With the increasingly common use of simple onsite studios in sports broadcasting, a significant portion of the broadcast is built on on-screen talent in front of green screens, and then producing advanced visual effects in real-time. And because broadcasting is competitive by nature, there is an arms race to deliver even more immersive experiences for audiences, which then in turn feed their own increasing expectations. In many ways, it’s a never-ending upward spiral of needing to have world-class visual effects be part of any modern broadcast.

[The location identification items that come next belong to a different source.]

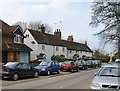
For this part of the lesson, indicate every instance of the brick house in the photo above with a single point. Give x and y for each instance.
(53, 44)
(13, 47)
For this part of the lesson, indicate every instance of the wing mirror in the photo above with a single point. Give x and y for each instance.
(95, 74)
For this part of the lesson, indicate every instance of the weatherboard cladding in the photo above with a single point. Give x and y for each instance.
(15, 47)
(9, 31)
(50, 39)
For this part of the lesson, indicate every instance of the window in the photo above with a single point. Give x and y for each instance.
(56, 48)
(32, 42)
(26, 66)
(63, 49)
(17, 38)
(27, 35)
(76, 51)
(19, 66)
(43, 47)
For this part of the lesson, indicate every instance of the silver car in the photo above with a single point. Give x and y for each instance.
(108, 77)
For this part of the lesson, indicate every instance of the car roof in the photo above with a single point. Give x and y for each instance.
(112, 65)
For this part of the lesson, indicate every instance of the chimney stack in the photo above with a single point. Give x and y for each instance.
(85, 42)
(41, 29)
(57, 33)
(70, 38)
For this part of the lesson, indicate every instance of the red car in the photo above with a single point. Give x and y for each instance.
(69, 66)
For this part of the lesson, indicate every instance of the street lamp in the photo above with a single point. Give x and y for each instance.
(111, 57)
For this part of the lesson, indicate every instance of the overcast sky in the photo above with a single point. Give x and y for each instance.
(75, 16)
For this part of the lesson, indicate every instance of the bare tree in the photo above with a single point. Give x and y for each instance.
(108, 14)
(34, 26)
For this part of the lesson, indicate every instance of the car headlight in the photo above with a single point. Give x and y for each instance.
(95, 86)
(43, 69)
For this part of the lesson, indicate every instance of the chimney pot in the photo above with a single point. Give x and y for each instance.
(70, 38)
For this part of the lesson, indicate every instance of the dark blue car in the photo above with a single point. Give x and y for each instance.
(48, 66)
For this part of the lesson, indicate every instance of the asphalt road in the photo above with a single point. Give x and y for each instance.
(78, 80)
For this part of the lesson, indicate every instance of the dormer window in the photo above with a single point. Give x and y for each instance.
(17, 38)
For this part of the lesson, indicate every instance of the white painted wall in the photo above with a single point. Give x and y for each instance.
(50, 50)
(34, 47)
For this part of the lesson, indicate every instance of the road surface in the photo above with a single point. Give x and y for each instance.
(78, 80)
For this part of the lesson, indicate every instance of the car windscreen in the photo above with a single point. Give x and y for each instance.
(109, 71)
(10, 64)
(67, 62)
(46, 63)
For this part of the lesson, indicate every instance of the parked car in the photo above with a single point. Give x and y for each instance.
(69, 66)
(90, 64)
(117, 61)
(107, 78)
(81, 64)
(15, 70)
(48, 66)
(98, 63)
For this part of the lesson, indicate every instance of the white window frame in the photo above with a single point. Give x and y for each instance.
(17, 38)
(43, 47)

Technology can enhance talent

Producing real-time, captivating visual effects takes more than just creative talent, it takes an improved technology platform to handle the increased performance requirements. Broadcasters are therefore leveraging what is becoming more and more common in Hollywood – a production workflow supported by flash-based storage arrays, and more specifically non-volatile memory express (NVMe) -based storage systems – to better handle support this element of production.

There are indeed benefits to using this type of technology in a broadcasting production environment. For starters, using NVMe can enable visual effects to be created remarkably faster as the rendering operations are no longer waiting to write to storage resources. A recent testing environment at an animation studio improved rendering times by a factor of 10 compared to typical storage configured with 10K SAS hard drives. Staying on the subject of performance, given the increasing number of broadcast events captured with high resolution cameras (such as next year’s Tokyo Olympics being broadcast natively in 8K), editing this footage requires the kind of performance – nearly 10GBs streaming performance at less than 16ms to not drop a frame – something few systems can deliver. Modern NVMe-based storage solutions, such as Quantum’s F2000 system, can support editing of 8K 60FPS content from a single 2U system.

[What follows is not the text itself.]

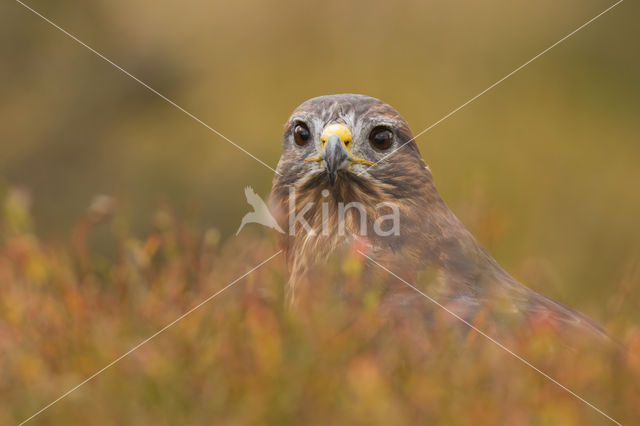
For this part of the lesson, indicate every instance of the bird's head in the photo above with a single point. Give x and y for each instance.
(349, 143)
(339, 150)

Benefits of best practices

The fact is that leveraging best practices can actually go both ways. Broadcasters, especially when broadcasting a live sporting events, have always had to deal with the associated challenge that a significant percentage of their production must be done remotely. This requires simplifying networking and its associated expense, hence the strong push for most broadcasters to put all production on an all-IP infrastructure, as well as having their technology able to be deployed in places that are less environmentally controlled than a corporate data center. With an increasing amount of filming being done in exotic locations around the globe, Hollywood could very well benefit from this kind of expertise in remote production. A significant amount of operational efficiency can be gained by doing more editing locally rather than constantly sending dailies back to a shared environment for mastering. In fact, The Rebel Fleet, an interesting post-production company based out of New Zealand, is helping Hollywood do just that.

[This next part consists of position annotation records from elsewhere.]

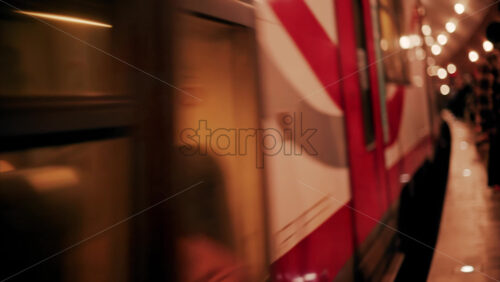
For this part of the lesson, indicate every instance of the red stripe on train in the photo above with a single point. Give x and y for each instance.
(326, 250)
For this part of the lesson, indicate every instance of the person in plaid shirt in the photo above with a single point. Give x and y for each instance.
(494, 154)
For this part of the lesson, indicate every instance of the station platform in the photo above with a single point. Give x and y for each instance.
(468, 245)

One thing is abundantly clear – whether you are a major broadcaster, a famous movie studio, or any other professional in the media industry, constantly learning and being open to new ideas is a requirement to achieving maximum levels of business agility and keeping yourself ahead of the competition. And it’s safe to say we could all benefit not just from technology developed for our own specific use case, but also from the advancements and expertise offered by our industry neighbors as well.

About Jason Coari

Jason Coari is Quantum’s Director of Product Marketing and a veteran in the technical computing and storage industry, with over 20 years’ experience working at both hardware and software organizations. He leads the company’s commercial strategy for scale-out storage solutions across all industries. Previously, he worked in a variety of global roles at SGI, most notably directing HPC product marketing strategy and leading the European and APAC marketing organizations.